En la tarde de primavera bañada por los débiles rayos de sol, llegaba desde la escuela el murmullo del descanso del mediodía. Mientras le daba el disco de regalo, le dije riendo:

—En este caso, te recomiendo hacer jogging.

Shu también se rio. Reímos y reímos dentro de la luz.

Quiero ser feliz. Me cautiva más un puñado de oro en polvo que el esfuerzo de seguir excavando en el río durante largo tiempo. Y pienso que estaría bien que las personas a las que amo fueran más felices de lo que son ahora.

Hitoshi.

Yo ya no podré estar aquí. Voy hacia delante a cada instante. No hay más remedio, es el flujo del tiempo que no puede detenerse. Seguiré.

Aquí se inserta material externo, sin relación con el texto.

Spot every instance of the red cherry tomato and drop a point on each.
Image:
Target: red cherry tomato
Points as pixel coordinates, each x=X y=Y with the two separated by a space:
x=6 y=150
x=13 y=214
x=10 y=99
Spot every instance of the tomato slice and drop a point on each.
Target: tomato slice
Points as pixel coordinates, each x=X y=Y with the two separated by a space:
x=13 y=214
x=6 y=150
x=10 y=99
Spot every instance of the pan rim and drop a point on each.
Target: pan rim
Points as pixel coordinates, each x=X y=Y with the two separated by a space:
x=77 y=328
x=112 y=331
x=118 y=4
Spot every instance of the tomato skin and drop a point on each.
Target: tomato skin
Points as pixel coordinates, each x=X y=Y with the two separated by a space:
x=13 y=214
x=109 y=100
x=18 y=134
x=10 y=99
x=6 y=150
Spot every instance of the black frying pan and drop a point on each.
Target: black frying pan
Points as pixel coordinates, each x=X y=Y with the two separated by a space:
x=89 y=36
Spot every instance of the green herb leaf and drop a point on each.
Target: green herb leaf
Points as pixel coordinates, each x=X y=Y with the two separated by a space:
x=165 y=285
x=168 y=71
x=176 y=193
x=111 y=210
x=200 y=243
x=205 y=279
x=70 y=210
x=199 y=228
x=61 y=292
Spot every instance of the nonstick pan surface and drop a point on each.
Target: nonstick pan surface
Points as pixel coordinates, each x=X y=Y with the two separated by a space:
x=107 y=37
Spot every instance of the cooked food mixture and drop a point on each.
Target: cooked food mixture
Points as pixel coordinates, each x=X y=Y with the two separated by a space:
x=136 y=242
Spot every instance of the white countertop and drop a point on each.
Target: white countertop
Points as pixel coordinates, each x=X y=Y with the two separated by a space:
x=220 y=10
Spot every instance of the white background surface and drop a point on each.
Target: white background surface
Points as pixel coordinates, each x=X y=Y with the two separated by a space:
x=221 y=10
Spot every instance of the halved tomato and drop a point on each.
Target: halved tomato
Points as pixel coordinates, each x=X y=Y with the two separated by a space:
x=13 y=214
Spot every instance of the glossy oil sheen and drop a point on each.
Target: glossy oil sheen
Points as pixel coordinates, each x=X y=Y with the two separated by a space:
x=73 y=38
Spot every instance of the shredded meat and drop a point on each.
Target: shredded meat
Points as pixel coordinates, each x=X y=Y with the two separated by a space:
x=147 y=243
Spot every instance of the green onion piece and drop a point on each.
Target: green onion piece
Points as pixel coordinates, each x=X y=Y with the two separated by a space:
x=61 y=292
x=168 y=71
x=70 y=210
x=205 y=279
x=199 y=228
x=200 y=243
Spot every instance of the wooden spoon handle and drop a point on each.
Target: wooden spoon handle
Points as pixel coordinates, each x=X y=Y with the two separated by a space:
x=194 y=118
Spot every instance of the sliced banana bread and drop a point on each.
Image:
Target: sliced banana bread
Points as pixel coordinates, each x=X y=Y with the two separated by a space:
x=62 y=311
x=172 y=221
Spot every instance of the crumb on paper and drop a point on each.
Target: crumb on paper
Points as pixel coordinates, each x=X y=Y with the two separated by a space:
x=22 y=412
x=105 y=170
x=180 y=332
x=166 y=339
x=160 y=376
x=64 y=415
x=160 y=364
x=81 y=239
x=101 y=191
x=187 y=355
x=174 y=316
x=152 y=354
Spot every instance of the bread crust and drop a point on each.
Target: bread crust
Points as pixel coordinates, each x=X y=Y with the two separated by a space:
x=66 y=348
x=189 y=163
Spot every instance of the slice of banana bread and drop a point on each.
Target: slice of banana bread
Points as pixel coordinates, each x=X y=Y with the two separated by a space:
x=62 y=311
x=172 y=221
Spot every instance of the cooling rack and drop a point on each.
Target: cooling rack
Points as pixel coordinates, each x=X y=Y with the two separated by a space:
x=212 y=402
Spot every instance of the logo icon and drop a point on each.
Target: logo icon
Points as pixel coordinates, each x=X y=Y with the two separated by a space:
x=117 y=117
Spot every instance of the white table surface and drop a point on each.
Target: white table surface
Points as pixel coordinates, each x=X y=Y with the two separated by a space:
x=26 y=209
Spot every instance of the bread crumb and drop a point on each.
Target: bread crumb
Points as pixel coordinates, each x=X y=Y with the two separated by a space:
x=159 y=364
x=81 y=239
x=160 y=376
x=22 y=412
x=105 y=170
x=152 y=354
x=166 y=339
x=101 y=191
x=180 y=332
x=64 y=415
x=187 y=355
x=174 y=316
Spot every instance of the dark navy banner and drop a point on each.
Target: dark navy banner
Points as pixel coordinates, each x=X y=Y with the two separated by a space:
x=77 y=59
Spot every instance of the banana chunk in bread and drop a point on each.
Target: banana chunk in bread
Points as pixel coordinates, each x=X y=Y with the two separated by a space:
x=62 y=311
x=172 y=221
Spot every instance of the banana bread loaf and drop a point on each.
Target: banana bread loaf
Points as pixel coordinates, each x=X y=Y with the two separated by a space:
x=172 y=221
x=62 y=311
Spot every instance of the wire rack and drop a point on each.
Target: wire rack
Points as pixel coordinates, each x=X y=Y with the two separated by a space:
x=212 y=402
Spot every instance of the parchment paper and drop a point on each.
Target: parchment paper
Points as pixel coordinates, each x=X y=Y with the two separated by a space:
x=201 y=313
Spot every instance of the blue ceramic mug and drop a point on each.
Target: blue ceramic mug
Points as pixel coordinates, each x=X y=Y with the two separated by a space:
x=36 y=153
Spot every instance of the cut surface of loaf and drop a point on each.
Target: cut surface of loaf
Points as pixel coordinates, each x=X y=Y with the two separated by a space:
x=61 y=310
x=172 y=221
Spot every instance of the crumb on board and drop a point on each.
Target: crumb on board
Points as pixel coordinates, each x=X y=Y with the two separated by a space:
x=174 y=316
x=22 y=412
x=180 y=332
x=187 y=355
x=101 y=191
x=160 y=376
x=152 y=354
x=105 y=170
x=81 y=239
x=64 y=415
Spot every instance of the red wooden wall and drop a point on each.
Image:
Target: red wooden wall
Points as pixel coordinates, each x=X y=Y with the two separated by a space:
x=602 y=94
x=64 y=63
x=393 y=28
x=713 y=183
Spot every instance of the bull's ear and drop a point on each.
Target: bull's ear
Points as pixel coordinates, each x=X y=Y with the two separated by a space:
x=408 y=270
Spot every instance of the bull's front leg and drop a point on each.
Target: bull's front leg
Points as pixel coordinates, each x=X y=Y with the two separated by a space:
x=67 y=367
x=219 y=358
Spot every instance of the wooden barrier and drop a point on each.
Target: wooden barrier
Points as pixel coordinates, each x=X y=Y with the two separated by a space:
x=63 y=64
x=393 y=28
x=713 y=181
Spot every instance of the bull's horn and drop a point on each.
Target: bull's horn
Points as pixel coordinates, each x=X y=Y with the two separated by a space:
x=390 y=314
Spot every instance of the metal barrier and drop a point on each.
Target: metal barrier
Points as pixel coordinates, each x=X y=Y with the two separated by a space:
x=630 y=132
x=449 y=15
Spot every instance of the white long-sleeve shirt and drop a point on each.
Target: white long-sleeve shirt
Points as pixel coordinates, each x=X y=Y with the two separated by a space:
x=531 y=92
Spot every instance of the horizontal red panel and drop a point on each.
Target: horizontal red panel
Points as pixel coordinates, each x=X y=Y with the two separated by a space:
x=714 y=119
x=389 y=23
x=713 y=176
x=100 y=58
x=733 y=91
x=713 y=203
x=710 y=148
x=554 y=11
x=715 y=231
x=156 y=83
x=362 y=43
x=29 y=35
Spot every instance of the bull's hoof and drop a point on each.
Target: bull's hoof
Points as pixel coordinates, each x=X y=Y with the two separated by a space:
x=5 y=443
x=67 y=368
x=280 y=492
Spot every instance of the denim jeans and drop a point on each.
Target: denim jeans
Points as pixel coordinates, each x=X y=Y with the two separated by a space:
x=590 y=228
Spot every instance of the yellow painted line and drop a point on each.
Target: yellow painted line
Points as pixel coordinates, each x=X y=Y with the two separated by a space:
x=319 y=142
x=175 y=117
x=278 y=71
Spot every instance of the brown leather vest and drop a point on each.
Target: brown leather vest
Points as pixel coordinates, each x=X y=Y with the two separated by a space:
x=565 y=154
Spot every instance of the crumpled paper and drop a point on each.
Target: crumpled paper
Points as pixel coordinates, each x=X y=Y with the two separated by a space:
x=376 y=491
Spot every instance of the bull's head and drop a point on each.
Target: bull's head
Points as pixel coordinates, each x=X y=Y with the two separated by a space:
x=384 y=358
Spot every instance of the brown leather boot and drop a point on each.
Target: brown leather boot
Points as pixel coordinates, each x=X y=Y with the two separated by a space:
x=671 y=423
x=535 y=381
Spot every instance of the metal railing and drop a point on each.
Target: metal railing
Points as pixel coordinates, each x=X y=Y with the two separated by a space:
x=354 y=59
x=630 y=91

Termina una caravana y empieza otra. Habrá personas a quienes encontraré de nuevo. También habrá otras a quienes no veré jamás. Las que se van sin que yo lo sepa, las que simplemente se cruzan conmigo. Siento que soy cada vez más pura, intercambiando saludos con los demás. Debo vivir mirando cómo fluye el río.

Ruego con todo mi corazón que sólo la imagen de una Satsuki joven permanezca siempre a tu lado.

Gracias por decirme adiós con la mano. Gracias por decirme adiós con la mano, muchas, muchas veces.